Nurturing (the) Environment
(Page 2 of 5)
Lipschultz completes his tour just as a handful of his roommates enter, eager to find out what’s for dinner. Warren Green residents have committed to a lifestyle of cooperative shopping and cooking. Translation: you won’t find ramen noodles in the cupboard, or students inhaling leftover pizza alone in their rooms. Instead, residents of Warren Green pitch in $25 per week for groceries, and rotate shopping duties. Every Saturday morning, two students visit a local farmer’s market to stock up on fresh vegetables and fruit, while another pair goes to the grocery store to replenish other supplies, including dairy products, bread, and grains.
Even a standard shared living arrangement has the potential for conflict. But the Warren Green students are taking the idea of cooperative living to new levels. In addition to sharing space and depending on one another for meals, they have also agreed to a strict code of low-consumption living, following such voluntary measures as limiting the number and length of showers, not flushing the toilet unless absolutely necessary, and unplugging cell phone chargers when not in use—which was the first rule the house agreed upon at the beginning of the semester.

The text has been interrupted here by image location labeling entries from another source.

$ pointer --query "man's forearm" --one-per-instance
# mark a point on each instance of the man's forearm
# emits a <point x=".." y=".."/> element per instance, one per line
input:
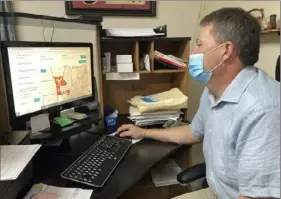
<point x="179" y="135"/>
<point x="243" y="197"/>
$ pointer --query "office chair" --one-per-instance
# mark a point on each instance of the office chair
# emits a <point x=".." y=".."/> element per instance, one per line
<point x="277" y="69"/>
<point x="193" y="173"/>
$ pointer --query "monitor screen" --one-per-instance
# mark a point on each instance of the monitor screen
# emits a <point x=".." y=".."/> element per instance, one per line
<point x="43" y="77"/>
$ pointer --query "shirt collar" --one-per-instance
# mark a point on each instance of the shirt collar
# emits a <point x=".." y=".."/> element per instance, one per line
<point x="236" y="88"/>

The kitchen is brimming with laughter, music, and the aroma of dinner. The windowsill over the sink is lined with jars of spices, pots and pans overflow from the dish rack, and the energy-efficient dishwasher is adorned with magnetized finger puppets of Che Guevara, Gandhi, Einstein, and Nelson Mandela. On the refrigerator door, a scrap of paper reads: When cooking for 13, use 3 pounds of pasta, 4 cups of rice, 3–4 cups of lentils, 3 cans of whole/diced tomatoes, 4 ½ cups of black beans, 10 potatoes (Yukon gold).
Yesenia Marquetti ’09, a petite pre-med student, is sharing tonight’s cooking duties with Justin Butler ’10, the energetic RA, who has taken a leadership role in the house. With hip hop playing in the background, Butler and Marquetti sail around the kitchen, making couscous with local eggplant, heirloom tomatoes, and cheddar cheese. As they work, they talk about everything—their classes, their friends and families back home—occasionally interrupting themselves to admire each other’s culinary skills.
“Oh my god, that’s so good,” Marquetti sighs, watching Butler cut up an eggplant.
Butler turns his knife on a block of cheddar. “I was thinking about this during my literature lecture,” he says. “My professor was talking about cultural studies, and I was thinking about cheese.”
When the dish is ready, Marquetti rings a bell, and residents wander into the kitchen, picking up plates, ooh-ing and ah-ing over tonight’s feast. The last student in the self-serve line waits next to a post-it on the refrigerator: Remember! Leftovers are delicious.
But judging from the way students are filling their plates, this is one conservation tip that won’t need to be followed tonight.